The increased scrutiny was set up to safeguard the voters' confidence and their continuous participation in the democratic processes.
Unorthodox Participants: Rocket-men, Knights and Cats
The fact that the Election Day went smoothly and without significant irregularities, however, does not mean that the 2018 Russian Presidential Election was a dull affair.

The Russian electorate approached voting with characteristically good humor and a dose of political satire.

For instance, one voter in the Leningrad Region wowed election officials by dressing up as the latest Sarmat intercontinental ballistic missile, which was unveiled by President Putin earlier this month.
A group of other voters showed up dressed as ancient Slavic knights, surely in an effort to boost the pro-Russian agenda of candidate Sergey Baburin.
It would not have been an election in Russia without the iconic Russian brown bears having some say.

At least one Buryatian voter casted his ballot, while dressed as Russia's favorite animal, while another bear enthusiast staged an impromptu concert near a polling place, playing Despacito and Lambada.
However, it was not only the voters, who took part in the Election Day festivities, as the polling station in Crimea featured a local cat amongst the election officials.
Officers of the Ukrainian Interior Ministry and members of nationalist groups blocking the building of the Russian consulate in Lviv due to the presidential elections Sputnik / Stringer
Foreign Meddling: DDOS Attacks and Ukrainian Nationalists
Unfortunately, although the 2018 Elections went mostly smoothly in Russia, there were certain causes for concern.

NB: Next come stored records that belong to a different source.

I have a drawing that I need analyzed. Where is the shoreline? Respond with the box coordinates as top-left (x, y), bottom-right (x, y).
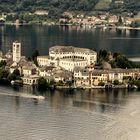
top-left (1, 22), bottom-right (140, 30)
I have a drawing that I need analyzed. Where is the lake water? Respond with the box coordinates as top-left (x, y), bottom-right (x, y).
top-left (0, 26), bottom-right (140, 140)
top-left (0, 86), bottom-right (140, 140)
top-left (0, 26), bottom-right (140, 57)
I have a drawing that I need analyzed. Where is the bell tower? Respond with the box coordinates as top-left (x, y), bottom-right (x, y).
top-left (12, 41), bottom-right (21, 62)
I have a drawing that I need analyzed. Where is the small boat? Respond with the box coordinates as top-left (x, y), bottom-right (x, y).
top-left (36, 96), bottom-right (45, 100)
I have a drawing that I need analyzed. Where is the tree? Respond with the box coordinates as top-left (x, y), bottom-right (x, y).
top-left (0, 60), bottom-right (6, 67)
top-left (32, 50), bottom-right (39, 61)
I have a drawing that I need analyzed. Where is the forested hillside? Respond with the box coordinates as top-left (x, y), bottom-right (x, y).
top-left (0, 0), bottom-right (140, 14)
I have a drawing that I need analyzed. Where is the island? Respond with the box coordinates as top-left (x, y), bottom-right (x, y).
top-left (0, 41), bottom-right (140, 90)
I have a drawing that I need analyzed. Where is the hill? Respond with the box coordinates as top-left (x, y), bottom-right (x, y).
top-left (0, 0), bottom-right (140, 16)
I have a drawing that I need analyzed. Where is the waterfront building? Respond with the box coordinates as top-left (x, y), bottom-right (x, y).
top-left (22, 66), bottom-right (37, 76)
top-left (12, 41), bottom-right (21, 62)
top-left (74, 67), bottom-right (140, 87)
top-left (37, 56), bottom-right (50, 67)
top-left (22, 75), bottom-right (39, 85)
top-left (49, 46), bottom-right (97, 71)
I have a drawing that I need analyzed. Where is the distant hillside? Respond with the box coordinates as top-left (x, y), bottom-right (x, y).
top-left (0, 0), bottom-right (140, 15)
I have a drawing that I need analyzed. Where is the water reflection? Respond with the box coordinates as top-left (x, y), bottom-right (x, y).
top-left (0, 86), bottom-right (140, 140)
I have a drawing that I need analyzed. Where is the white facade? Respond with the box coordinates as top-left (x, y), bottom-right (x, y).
top-left (22, 76), bottom-right (39, 85)
top-left (49, 46), bottom-right (97, 71)
top-left (12, 42), bottom-right (21, 62)
top-left (37, 56), bottom-right (50, 66)
top-left (59, 59), bottom-right (88, 71)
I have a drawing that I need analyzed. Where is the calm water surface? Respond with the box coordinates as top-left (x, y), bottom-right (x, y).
top-left (0, 87), bottom-right (140, 140)
top-left (0, 26), bottom-right (140, 57)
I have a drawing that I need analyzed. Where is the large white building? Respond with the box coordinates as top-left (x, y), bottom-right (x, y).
top-left (12, 41), bottom-right (21, 62)
top-left (37, 46), bottom-right (97, 71)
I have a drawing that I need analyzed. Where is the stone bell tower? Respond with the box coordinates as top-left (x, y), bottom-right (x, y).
top-left (12, 41), bottom-right (21, 62)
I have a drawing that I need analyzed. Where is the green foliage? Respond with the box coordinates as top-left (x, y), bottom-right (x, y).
top-left (0, 60), bottom-right (6, 67)
top-left (113, 80), bottom-right (119, 85)
top-left (0, 69), bottom-right (9, 79)
top-left (32, 50), bottom-right (39, 60)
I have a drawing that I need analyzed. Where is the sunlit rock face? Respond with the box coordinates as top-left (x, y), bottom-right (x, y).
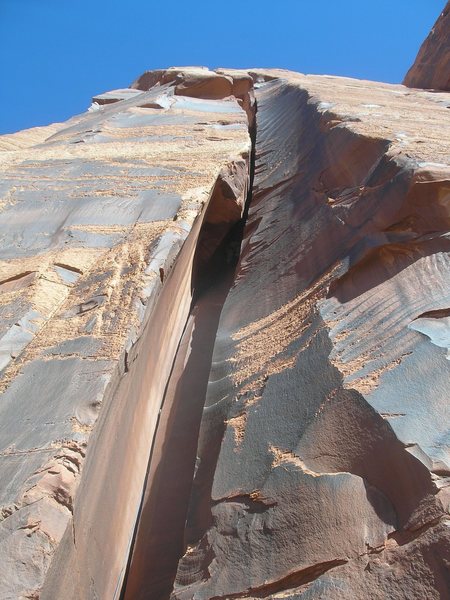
top-left (0, 16), bottom-right (450, 600)
top-left (0, 73), bottom-right (251, 599)
top-left (403, 2), bottom-right (450, 92)
top-left (171, 71), bottom-right (450, 600)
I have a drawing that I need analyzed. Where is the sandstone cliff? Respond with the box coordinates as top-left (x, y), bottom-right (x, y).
top-left (403, 2), bottom-right (450, 92)
top-left (0, 22), bottom-right (450, 600)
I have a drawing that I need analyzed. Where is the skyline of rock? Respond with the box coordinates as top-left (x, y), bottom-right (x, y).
top-left (0, 5), bottom-right (450, 600)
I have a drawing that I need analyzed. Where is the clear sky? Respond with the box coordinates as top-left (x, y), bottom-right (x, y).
top-left (0, 0), bottom-right (445, 133)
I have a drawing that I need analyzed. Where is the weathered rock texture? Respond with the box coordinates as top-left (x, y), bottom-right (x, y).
top-left (403, 2), bottom-right (450, 91)
top-left (0, 25), bottom-right (450, 600)
top-left (169, 71), bottom-right (450, 600)
top-left (0, 74), bottom-right (251, 599)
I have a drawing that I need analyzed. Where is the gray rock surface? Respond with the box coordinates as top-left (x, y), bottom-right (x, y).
top-left (0, 27), bottom-right (450, 600)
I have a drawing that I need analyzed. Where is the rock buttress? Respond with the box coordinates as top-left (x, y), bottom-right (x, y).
top-left (171, 71), bottom-right (450, 600)
top-left (0, 70), bottom-right (250, 600)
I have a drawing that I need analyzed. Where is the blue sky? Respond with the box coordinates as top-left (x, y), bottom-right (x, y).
top-left (0, 0), bottom-right (445, 133)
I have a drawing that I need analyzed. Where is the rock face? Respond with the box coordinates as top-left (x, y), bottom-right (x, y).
top-left (403, 2), bottom-right (450, 91)
top-left (0, 31), bottom-right (450, 600)
top-left (0, 69), bottom-right (251, 599)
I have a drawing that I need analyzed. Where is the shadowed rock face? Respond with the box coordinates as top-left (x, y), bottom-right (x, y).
top-left (403, 2), bottom-right (450, 91)
top-left (170, 76), bottom-right (450, 600)
top-left (0, 72), bottom-right (251, 599)
top-left (0, 52), bottom-right (450, 600)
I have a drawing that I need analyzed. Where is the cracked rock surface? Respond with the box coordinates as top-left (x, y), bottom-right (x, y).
top-left (403, 2), bottom-right (450, 92)
top-left (0, 34), bottom-right (450, 600)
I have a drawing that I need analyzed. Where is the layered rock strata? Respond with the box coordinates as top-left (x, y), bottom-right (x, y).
top-left (0, 73), bottom-right (251, 599)
top-left (403, 2), bottom-right (450, 92)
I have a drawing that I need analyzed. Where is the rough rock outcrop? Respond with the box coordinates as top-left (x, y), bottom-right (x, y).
top-left (403, 2), bottom-right (450, 91)
top-left (0, 68), bottom-right (251, 600)
top-left (168, 71), bottom-right (450, 600)
top-left (0, 18), bottom-right (450, 600)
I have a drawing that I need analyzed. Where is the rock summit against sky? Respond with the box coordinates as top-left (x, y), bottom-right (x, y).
top-left (0, 5), bottom-right (450, 600)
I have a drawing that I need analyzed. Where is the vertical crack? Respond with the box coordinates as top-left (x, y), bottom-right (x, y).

First, the CEC website came under a barrage of DDOS attack that originated from multiple countries.
"We prevented DDOS attacks between 23:00 GMT and 02:00 GMT, coming from 15 countries," head of the Russian Central Election Commission Ella Pamfilova said.
Although, the elections officials managed to successfully fend off the cyber-attacks without significant interruptions to the electoral process in Russia, the work of polling stations abroad was indeed obstructed and even disrupted.

For instance, Russian Ambassador to US Anatoly Antonov highlighted that "there were acts of provocations" made to disrupt the electoral process, as someone poured filth over one of the polling stations.

The most brazen attempt to disrupt the democratic process occurred in Ukraine, where the government extensively deployed police units to prevent Russian citizens from voting by physically blocking the entrance to the embassy and consular missions.
Members of nationalist organizations stage protest by the consular department of the Russian embassy in Kiev due to Russian Presidential Elections. Sputnik / Stringer
A number of Ukrainian nationalist groups also participated in the disruption of the democratic processes, assaulting the would-be voters.

Mikhail Fedotov, the chairman of the Russian Presidential Council for Civil Society and Human Rights, branded the attacks as "blatant violations of international law."

Similarly, Russian Foreign Ministry Spokeswoman Maria Zakharova blasted the Ukrainian government for its bizarre disregard of the democratic principles.

"Why are they doing that? The answer is clear. The Russian citizens, who wanted to vote in Ukraine, see what is happening there. Therefore their choice is clear."
"Such result of expression of free will was unacceptable for Kiev ... That is why the [Ukrainian] regime absolutely brazenly prevented Russian citizens from voting," Zakharova told reporters.
Nevertheless, despite the incidents of foreign meddling, the 2018 Russian Presidential Election was a success, paving the way for the country's unique course for the next 6 years.